现在将参考附图仅通过示例的方式描述本发明的实施方式，其中：Embodiments of the present invention will now be described, by way of example only, with reference to the accompanying drawings, in which:

图1(a)是根据实施方式的用于弹性成像和/或成像设备的附件的透视示意图，其中附件固定至设备的探针的端部；FIG. 1( a ) is a perspective schematic diagram of an accessory for an elastic imaging and/or imaging device, wherein the accessory is secured to the end of a probe of the device, according to an embodiment;

图1(b)是图1(a)的附件的透视示意图；FIG. 1( b ) is a perspective schematic diagram of the attachment of FIG. 1( a );

图2是根据另一实施方式的用于弹性成像设备的附件的透视示意图，其中附件固定至设备的探针；2 is a perspective schematic diagram of an attachment for an elastography device according to another embodiment, wherein the attachment is secured to a probe of the device;

图3是图2的附件当未被附接至设备的探针时的透视图；FIG3 is a perspective view of the accessory of FIG2 when not attached to the probe of the device;

图4是图2和图3的附件的照片；以及FIG4 is a photograph of the attachment of FIG2 and FIG3; and

图5是根据实施方式的光学弹性成像设备的示意图。FIG. 5 is a schematic diagram of an optical elastography apparatus according to an embodiment.

具体实施方式Detailed ways

超声弹性成像、基于MRI的弹性成像和光学相干弹性成像技术可以用于绘制生物组织的机械特性，例如刚度(弹性)。由于生物组织的机械特性可能受到诸如癌症疾病的影响，这些技术的应用之一涉及识别癌组织，癌组织通常比周围软组织“更硬”。Ultrasound elastography, MRI-based elastography, and optical coherence elastography techniques can be used to map the mechanical properties of biological tissues, such as stiffness (elasticity). Since the mechanical properties of biological tissues can be affected by diseases such as cancer, one application of these techniques involves identifying cancerous tissues, which are often "stiffer" than the surrounding soft tissues.
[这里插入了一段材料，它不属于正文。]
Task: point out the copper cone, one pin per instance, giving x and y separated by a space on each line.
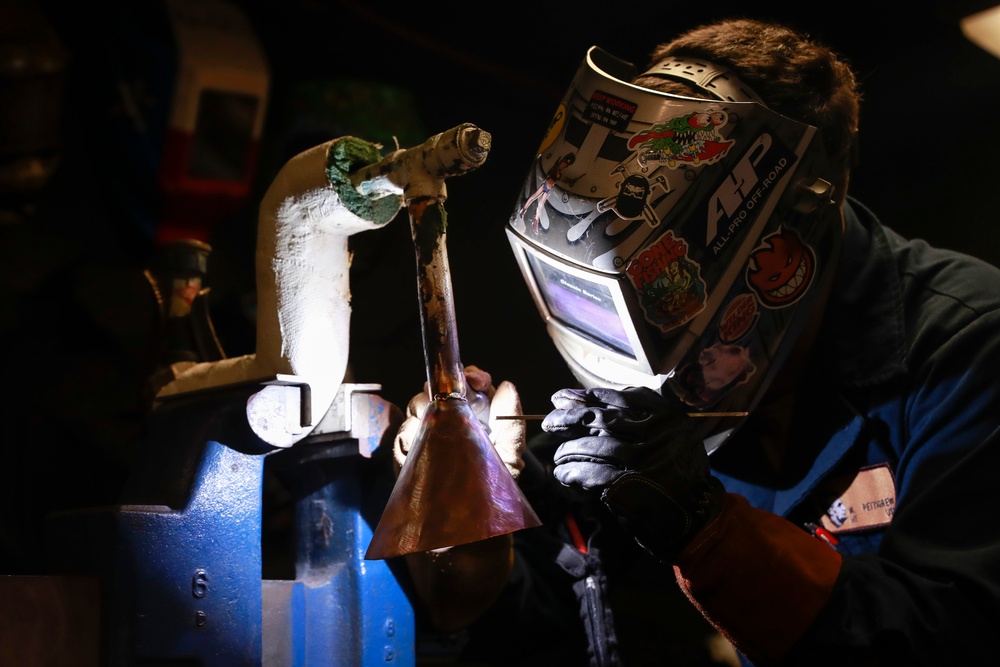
453 489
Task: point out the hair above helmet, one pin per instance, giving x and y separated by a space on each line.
674 242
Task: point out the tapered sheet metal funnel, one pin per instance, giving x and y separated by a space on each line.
454 488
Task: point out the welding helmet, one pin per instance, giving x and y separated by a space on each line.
675 242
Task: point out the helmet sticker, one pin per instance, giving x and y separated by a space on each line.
781 268
717 371
667 282
745 188
555 128
692 138
739 317
540 195
631 201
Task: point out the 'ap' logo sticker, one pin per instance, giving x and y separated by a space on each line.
781 269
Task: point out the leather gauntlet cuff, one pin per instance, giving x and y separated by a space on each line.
663 521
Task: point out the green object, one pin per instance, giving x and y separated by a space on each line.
349 154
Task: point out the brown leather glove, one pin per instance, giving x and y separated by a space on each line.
507 435
635 448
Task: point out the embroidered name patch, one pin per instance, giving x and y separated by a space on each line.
868 502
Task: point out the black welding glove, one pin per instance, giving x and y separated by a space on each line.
636 449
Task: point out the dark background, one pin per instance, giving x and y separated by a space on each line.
77 319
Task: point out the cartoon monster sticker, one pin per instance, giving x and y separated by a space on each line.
667 282
781 269
692 138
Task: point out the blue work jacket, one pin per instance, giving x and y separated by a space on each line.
904 380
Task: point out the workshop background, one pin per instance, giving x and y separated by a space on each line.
83 211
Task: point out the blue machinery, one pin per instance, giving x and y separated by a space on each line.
172 575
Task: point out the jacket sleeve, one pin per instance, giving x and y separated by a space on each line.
759 579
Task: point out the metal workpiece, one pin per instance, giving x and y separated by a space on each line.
421 171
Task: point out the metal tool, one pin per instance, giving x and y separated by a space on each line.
454 488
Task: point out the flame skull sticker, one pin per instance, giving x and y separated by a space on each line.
781 269
692 138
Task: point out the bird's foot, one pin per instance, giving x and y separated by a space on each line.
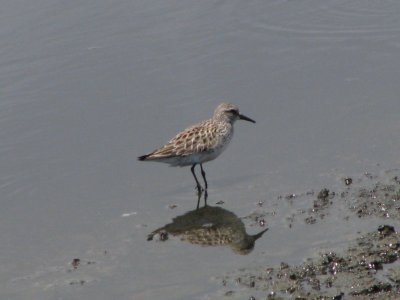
199 190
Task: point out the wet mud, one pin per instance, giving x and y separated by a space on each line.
366 268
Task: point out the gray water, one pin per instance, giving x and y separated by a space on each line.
87 86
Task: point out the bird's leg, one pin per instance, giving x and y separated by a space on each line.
198 186
198 200
205 184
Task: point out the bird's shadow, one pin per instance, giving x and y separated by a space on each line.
210 226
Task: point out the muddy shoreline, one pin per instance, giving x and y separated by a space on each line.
367 268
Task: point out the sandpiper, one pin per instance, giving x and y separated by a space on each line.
200 143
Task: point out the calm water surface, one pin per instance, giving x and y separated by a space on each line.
88 86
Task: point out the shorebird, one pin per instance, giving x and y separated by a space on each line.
200 143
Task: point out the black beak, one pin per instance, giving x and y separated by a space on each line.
242 117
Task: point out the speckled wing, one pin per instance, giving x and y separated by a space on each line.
195 139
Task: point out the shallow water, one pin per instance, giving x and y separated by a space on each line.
88 87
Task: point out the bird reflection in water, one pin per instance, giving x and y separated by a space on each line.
210 226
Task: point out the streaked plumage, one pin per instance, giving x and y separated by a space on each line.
201 142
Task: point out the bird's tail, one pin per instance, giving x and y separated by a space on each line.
143 157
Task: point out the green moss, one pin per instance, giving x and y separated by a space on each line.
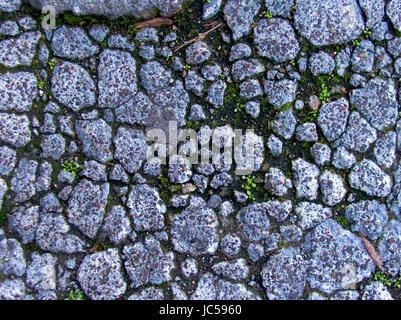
76 295
343 221
3 218
387 280
267 14
249 186
51 63
164 191
72 166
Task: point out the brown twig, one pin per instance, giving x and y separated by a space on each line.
372 252
197 38
152 23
本申请人之前已开发出一种光学弹性成像技术，该技术将压缩负载通过定位在探针和样品材料之间的能够变形的传感层施加至样品材料。传感层包括透明的硅酮材料，该材料不可压缩，因此在施加压缩负载时，会通过在垂直于所施加的负载的平面上扩展来变形以保持其体积。因此，传感层的厚度响应于底层样品材料的局部刚度而变化，并且使用例如光学相干断层扫描(OCT)，可以测量由压缩负载引起的传感层厚度的变化，以提供对底层样品材料的局部应力的测量。使用OCT还可以确定样品中的应变，该应变与所确定的样品中的应力一起提供样品的刚度。The applicant has previously developed an optical elastic imaging technique that applies a compressive load to a sample material through a deformable sensing layer positioned between a probe and the sample material. The sensing layer comprises a transparent silicone material that is incompressible and therefore deforms to maintain its volume by expanding in a plane perpendicular to the applied load when a compressive load is applied. The thickness of the sensing layer thus varies in response to the local stiffness of the underlying sample material, and using, for example, optical coherence tomography (OCT), the changes in the thickness of the sensing layer caused by the compressive load can be measured to provide a measure of the local stress of the underlying sample material. Using OCT, the strain in the sample can also be determined, which together with the determined stress in the sample provides the stiffness of the sample.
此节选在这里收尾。